Results: Family A: Two girls were born to healthy, first cousin parents from Saudi Arabia. Their phenotype largely resembles the first published case. They both suffered from neonatal onset hypotonia, soon feeding problems with aspiration became apparent. Motor development was delayed, and milestones such as head control, turning around the body axis, or crawling were never achieved. They do not suffer from central deafness. Genetic testing excluded known myopathy-associated mutations. Also, metabolic testing, electrodiagnostics, and imaging did not yield cues pointing toward an underlying syndrome. WES revealed the novel homozygous deletion (p.Asp1126fs) in SPTBN4 leading to a frameshift of the reading frame.

Family B: A girl was born to healthy second cousins on the paternal side. She carries a novel homozygous missense mutation (p.R246P) with a phenotype resembling in parts to the other patients. Overlapping features are muscle weakness, generalized hypotonia, poor head control, and feeding difficulties. Distinctively, she also suffers from nystagmus, hypersynchronic EEG activity, and choreoathetoid movements. Muscle histology showed signs of myopathy and type 2B fiber atrophy. Anti-βIV-spectrin staining is pending.

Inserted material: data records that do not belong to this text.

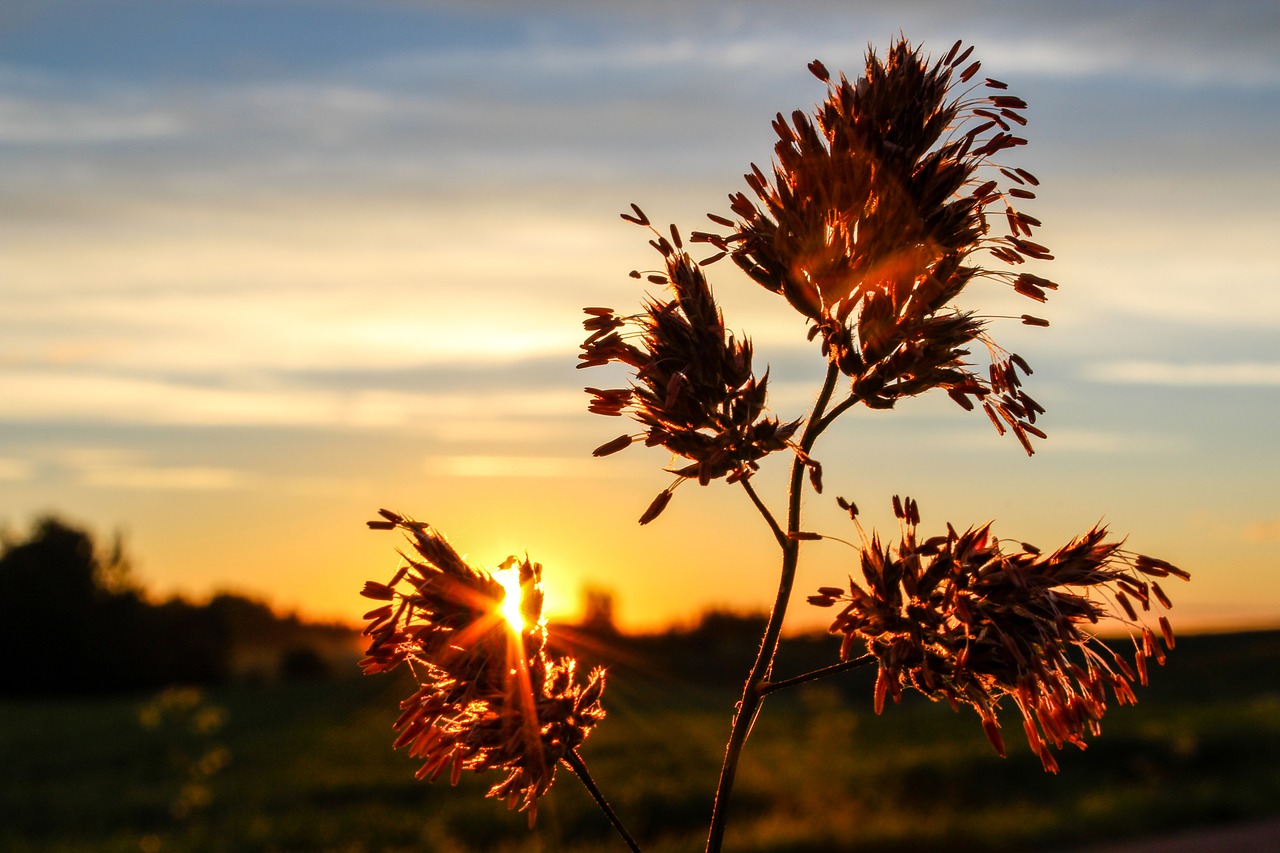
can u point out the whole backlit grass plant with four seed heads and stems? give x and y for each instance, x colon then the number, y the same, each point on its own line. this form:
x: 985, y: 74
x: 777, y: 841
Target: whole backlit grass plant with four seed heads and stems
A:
x: 881, y: 209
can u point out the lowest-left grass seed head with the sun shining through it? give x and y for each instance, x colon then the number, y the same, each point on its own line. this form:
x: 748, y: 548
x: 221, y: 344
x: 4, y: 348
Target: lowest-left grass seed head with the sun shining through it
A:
x: 488, y: 695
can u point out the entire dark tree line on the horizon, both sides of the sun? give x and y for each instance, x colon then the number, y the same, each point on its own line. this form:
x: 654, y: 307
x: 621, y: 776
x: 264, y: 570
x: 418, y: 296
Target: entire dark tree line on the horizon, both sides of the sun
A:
x: 76, y: 622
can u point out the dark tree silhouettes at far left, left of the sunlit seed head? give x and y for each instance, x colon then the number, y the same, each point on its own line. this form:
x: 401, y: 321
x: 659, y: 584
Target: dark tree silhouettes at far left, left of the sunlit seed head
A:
x: 75, y: 622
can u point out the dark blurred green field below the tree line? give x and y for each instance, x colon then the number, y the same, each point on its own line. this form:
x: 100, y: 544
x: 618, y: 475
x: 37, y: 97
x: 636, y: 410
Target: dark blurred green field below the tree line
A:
x: 312, y: 769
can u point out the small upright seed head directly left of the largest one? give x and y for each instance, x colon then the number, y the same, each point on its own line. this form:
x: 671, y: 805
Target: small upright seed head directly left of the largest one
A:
x: 693, y: 390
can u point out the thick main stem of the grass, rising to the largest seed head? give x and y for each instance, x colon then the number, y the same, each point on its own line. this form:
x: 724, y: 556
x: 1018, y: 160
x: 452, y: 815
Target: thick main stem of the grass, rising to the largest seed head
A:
x: 752, y: 694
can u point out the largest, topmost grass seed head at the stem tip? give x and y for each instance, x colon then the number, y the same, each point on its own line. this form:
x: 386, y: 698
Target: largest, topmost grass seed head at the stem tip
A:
x: 872, y: 217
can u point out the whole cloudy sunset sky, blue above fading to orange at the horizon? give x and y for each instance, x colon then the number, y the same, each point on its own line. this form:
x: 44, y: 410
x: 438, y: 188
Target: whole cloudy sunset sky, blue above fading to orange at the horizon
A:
x: 269, y: 267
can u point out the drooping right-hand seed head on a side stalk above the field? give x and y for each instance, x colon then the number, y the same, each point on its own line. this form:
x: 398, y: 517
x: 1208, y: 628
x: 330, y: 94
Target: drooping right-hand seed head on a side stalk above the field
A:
x: 959, y: 619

Discussion: The description of these novel patients allows us to confirm that biallelic variants in the SPTBN4 gene can lead to a specific phenotype, characterized by congenital myopathy, muscular hypotonia, absent muscular tendon reflexes, and feeding difficulties. Additional features such as nystagmus, EEG abnormalities, and movement disorder extend the clinical phenotype and possibly depend on the kind of mutation. The small number of patients identified does not allow for a genotype–phenotype correlation as of now. These novel cases show that SPTBN4 should be considered for genetic testing in patients with congenital myopathy.

No conflict of interest has been declared by the author(s).